Segundo o psiquiatra Luiz Alberto Hetem, a medição da serotonina também é difícil porque não é possível isolar circuitos cerebrais microscópicos, contemplando apenas o cérebro inteiro ou boa parte do órgão. Por isso, o diagnóstico da depressão é baseado nos sintomas da pessoa, que devem persistir por ao menos 14 dias.
Alguns profissionais, de acordo com o especialista, podem equivocadamente dosar a serotonina plasmática (no sangue) como forma de comprovar a depressão. "Quem dera as coisas fossem tão simples assim.

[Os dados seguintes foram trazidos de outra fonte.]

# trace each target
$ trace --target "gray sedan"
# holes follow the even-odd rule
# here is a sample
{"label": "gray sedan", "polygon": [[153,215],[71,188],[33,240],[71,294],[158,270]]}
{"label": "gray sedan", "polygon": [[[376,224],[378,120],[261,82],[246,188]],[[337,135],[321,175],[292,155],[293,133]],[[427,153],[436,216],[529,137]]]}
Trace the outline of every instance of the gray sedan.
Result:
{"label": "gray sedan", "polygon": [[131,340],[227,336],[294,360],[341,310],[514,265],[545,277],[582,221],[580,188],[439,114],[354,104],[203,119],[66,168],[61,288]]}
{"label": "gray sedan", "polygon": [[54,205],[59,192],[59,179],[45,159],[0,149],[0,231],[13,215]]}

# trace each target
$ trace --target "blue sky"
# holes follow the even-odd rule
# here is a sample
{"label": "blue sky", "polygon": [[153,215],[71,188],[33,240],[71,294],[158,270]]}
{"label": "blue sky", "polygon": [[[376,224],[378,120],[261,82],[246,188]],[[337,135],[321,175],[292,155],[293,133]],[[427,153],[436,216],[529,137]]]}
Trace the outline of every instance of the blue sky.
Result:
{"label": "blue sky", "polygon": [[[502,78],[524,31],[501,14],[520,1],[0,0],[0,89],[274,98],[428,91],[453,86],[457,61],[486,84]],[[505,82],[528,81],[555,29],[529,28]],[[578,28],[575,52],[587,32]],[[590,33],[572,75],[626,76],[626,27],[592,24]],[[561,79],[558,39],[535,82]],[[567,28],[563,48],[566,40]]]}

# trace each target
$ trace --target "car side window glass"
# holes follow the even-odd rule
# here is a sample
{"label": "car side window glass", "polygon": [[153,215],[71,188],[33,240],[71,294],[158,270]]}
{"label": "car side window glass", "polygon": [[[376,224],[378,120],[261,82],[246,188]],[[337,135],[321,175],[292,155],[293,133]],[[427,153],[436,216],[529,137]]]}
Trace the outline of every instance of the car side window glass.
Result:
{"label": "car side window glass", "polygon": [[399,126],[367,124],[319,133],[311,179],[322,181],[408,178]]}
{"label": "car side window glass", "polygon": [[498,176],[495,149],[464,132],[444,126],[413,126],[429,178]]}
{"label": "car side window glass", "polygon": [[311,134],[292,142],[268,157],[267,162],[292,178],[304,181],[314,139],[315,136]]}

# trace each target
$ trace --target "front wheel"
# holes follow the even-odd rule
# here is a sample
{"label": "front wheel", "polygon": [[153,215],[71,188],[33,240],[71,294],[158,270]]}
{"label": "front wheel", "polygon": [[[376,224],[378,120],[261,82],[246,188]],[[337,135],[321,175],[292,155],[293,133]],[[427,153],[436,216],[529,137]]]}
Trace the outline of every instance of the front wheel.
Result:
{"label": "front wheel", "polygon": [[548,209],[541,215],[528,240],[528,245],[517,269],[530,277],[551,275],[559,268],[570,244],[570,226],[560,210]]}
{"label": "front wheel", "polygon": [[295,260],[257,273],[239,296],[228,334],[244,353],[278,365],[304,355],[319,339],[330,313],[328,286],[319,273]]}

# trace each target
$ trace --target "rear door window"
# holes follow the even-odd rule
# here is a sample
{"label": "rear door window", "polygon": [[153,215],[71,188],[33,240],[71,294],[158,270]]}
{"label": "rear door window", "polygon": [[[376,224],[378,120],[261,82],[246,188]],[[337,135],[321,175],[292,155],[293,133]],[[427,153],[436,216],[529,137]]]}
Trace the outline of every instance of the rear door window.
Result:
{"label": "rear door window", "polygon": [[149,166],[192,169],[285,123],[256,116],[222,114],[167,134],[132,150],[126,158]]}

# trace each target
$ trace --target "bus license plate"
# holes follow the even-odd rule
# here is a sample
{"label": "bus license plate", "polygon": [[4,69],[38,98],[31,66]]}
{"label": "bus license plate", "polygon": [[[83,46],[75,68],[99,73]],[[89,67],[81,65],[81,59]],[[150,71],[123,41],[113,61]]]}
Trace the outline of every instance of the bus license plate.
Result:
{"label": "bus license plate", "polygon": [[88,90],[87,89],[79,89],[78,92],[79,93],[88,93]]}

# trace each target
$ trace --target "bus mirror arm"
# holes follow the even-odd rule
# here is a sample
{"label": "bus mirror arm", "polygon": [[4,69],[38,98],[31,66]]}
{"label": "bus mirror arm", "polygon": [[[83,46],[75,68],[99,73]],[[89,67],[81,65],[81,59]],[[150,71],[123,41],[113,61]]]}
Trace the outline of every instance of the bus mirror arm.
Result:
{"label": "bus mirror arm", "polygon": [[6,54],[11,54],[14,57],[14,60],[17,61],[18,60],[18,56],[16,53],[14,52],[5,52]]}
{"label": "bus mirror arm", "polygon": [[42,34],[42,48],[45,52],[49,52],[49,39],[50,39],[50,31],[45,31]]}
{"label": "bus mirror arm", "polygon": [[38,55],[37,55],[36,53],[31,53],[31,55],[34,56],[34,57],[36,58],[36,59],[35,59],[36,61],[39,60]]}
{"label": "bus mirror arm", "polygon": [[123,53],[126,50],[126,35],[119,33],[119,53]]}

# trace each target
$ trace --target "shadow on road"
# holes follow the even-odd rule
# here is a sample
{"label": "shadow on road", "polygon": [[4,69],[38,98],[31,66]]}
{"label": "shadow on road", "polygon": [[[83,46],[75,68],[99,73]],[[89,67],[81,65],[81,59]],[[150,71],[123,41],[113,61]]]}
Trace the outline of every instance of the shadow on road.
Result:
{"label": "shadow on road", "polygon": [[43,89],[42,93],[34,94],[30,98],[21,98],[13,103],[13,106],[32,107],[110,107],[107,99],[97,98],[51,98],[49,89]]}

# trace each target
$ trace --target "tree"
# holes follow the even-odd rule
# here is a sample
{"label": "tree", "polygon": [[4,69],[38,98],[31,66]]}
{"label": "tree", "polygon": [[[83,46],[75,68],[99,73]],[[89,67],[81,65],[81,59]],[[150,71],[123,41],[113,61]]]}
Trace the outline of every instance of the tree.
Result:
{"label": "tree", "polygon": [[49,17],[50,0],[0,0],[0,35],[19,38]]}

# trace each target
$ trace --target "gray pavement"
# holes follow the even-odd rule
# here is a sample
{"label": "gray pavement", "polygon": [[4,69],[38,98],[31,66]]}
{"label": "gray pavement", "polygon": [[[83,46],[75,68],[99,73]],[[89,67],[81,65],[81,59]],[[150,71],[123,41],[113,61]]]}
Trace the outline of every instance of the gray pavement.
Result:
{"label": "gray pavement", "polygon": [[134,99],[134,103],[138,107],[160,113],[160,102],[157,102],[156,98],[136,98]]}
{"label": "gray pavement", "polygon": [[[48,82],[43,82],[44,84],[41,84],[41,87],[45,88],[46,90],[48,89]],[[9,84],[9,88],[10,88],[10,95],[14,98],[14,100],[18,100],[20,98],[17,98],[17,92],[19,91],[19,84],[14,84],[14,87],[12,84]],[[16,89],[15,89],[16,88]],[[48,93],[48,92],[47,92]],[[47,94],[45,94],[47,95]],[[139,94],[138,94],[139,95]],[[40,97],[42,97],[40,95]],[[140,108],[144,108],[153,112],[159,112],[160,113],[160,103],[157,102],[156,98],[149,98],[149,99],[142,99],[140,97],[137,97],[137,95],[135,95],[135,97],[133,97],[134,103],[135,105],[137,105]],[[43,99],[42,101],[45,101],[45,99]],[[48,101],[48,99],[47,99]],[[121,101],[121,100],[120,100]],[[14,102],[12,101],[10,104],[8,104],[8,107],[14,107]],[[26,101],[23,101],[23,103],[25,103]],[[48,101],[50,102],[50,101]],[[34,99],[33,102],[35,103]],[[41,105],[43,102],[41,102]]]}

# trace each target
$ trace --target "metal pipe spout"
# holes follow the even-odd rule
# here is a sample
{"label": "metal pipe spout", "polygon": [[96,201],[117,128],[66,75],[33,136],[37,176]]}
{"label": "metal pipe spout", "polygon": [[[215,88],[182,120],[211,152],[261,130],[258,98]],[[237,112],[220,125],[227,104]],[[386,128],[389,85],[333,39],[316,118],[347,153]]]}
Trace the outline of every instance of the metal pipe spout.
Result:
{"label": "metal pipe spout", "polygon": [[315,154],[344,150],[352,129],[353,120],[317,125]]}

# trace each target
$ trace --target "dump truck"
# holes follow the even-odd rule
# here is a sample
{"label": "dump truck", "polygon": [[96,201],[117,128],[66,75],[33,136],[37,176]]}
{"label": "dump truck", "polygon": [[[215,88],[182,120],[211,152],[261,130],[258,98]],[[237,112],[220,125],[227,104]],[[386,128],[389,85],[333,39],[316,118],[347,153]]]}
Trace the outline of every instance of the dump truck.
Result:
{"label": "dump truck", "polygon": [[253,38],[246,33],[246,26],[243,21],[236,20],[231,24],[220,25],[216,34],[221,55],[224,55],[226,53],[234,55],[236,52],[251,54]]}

Não há nenhuma correlação com a cerebral e quando a substância está alta no sangue é um marcador para tumores e câncer", afirma Hetem.
Por que é tão difícil encontrar as causas da depressão?
A depressão é uma doença com causas multifatoriais, incluindo relações genéticas, ambientais e de estilo de vida. "No futuro, os processos devem indicar interações imunológicas, inflamatórias e neuropsiquiátricas", comenta o psiquiatra Ediwyrton Freitas.
Encontrar as suas causas e alterações biológicas é difícil porque existe uma lacuna entre cérebro e mente, um entrave comum à psiquiatra. Por exemplo, uma pessoa com insuficiência cardíaca apresenta uma cascata de eventos que caracterizam o quadro, como o coração inchado, dilatado e com paredes afinadas. Na depressão, tirando a apresentação no humor, ainda não há nada no corpo que indique a condição.
"Existem cérebro, sistemas neuronais, intracelulares, mas falta um pedaço para chegar à doença, o que leva à ausência de definição de um biomarcador. Aí entram a história, os traumas, frustrações, dificuldades que a pessoa passa", explica Luiz Alberto Hetem.